Just returned from two months in the Middle East on behalf of the State Department, seeking conciliation between Muslims and other religions, Rauf continued, "Let us commemorate the anniversary of 9/11 by pausing to reflect and meditate and tone down the vitriol and rhetoric that serves only to strengthen the radicals and weaken our friends' belief in our values."

Reflect and meditate in silence, please. Many have urged that September 11 this year not be a time of demonstrations for or against Cordoba House or any other issue; rather, let it be a quiet day of commemoration and mourning.

The last time I attended the September 11 ceremonies at Ground Zero, on the fifth anniversary in 2006, as the names of the dead were read, solemn tranquility was disrupted and disrespected by those who tried to use the occasion to draw attention to themselves, crassly intruding with their conspiracy theories and raucous agendas.

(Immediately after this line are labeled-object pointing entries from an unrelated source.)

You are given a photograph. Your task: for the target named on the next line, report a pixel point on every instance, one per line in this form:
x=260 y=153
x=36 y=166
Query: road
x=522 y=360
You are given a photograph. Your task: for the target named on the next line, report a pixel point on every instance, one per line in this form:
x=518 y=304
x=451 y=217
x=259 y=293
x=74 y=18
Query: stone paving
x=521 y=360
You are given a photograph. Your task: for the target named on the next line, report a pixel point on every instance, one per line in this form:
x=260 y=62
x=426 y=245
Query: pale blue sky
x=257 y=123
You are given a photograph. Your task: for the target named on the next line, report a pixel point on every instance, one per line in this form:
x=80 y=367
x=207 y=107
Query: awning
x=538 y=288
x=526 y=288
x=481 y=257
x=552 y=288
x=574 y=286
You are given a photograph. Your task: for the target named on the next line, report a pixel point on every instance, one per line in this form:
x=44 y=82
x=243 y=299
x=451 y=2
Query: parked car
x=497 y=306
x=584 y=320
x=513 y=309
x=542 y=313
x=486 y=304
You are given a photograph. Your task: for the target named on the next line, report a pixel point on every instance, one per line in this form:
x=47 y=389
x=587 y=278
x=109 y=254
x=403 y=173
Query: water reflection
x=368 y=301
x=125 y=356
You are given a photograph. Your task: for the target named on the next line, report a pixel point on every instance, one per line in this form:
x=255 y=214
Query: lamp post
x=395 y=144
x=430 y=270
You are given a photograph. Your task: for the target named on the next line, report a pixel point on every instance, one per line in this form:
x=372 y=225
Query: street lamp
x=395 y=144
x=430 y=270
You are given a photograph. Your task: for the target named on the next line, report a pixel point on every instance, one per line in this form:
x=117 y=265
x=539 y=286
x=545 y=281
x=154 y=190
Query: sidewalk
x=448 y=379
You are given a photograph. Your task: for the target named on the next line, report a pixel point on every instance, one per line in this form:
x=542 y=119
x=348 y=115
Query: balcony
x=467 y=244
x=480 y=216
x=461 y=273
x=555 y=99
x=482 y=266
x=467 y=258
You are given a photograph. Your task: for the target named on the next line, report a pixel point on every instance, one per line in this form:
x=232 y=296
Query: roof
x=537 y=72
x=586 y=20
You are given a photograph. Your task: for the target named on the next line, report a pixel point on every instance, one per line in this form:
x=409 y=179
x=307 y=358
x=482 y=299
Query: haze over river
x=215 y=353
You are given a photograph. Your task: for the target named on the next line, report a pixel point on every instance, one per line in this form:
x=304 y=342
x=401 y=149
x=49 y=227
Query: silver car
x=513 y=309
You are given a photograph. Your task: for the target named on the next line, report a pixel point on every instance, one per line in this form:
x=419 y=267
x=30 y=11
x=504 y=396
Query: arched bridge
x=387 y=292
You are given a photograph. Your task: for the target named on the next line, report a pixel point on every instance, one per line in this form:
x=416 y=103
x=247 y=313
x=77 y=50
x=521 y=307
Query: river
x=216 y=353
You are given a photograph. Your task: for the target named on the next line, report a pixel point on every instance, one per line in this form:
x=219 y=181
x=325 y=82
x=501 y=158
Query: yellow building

And quiet, please, not only because it is a mark of respect for the deceased and their friends and families, but also because it is the sound of silence that many New Yorkers find so evocative of those days just after the attacks. Our streets closed to regular traffic, patrolled by police and the National Guard, we wandered in mute disbelief at what had happened, at the enormity of our loss. Even the emergency vehicles that raced along the empty streets did so without their sirens. We murmured softly amongst ourselves, looking for answers as many of our fellow citizens still searched for news of their missing loved ones.

Let our loss be what we remember on Saturday. That, and the words of St. Francis of Assisi, founder of the order of friars to which Father Mychal Judge devoted himself: "Lord, make me an instrument of your peace; where there is hatred, let me sow love; where there is injury, pardon; where there is doubt, faith; where there is despair, hope; where there is darkness, light; and where there is sadness, joy."

Michael Winship is senior writer at Public Affairs Television in New York City.